Tesla, Inc. has announced the successful completion of its previously announced offer to exchange all outstanding shares of common stock of Maxwell Technologies, Inc for 0.0193 of a share of Tesla common stock, together with cash in lieu of any fractional shares of Tesla common stock, without interest and less any applicable withholding taxes. Tesla started the acquisition process in February to improve the performance of battery cells it uses in electric cars.
The exchange offer expired on May 15, 2019. As of the expiration of the exchange offer, a total of approximately 36,764,342 shares of common stock of Maxwell were validly tendered in the exchange offer and not validly withdrawn, representing approximately 79% of the aggregate voting power of the shares of Maxwell common stock outstanding immediately after the consummation of the exchange offer.
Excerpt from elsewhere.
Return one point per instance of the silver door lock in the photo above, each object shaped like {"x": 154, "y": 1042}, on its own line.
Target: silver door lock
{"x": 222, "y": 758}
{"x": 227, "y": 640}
All shares of Maxwell common stock that were validly tendered and not validly withdrawn prior to the expiration of the offer have been accepted by Tesla for payment in accordance with the terms of the exchange offer.
Following to the completion of the exchange offer, Tesla completed the acquisition of Maxwell by consummating the second step merger contemplated by the previously announced merger agreement between Tesla and Maxwell. As a result of this merger, all shares of Maxwell stock that were not tendered in Tesla’s exchange offer were canceled in exchange for the right to receive the same consideration paid for Maxwell stock in the exchange offer.
Maxwell Technologies, Inc. is a leading battery manufacturer specializing in the storage and supply of energy.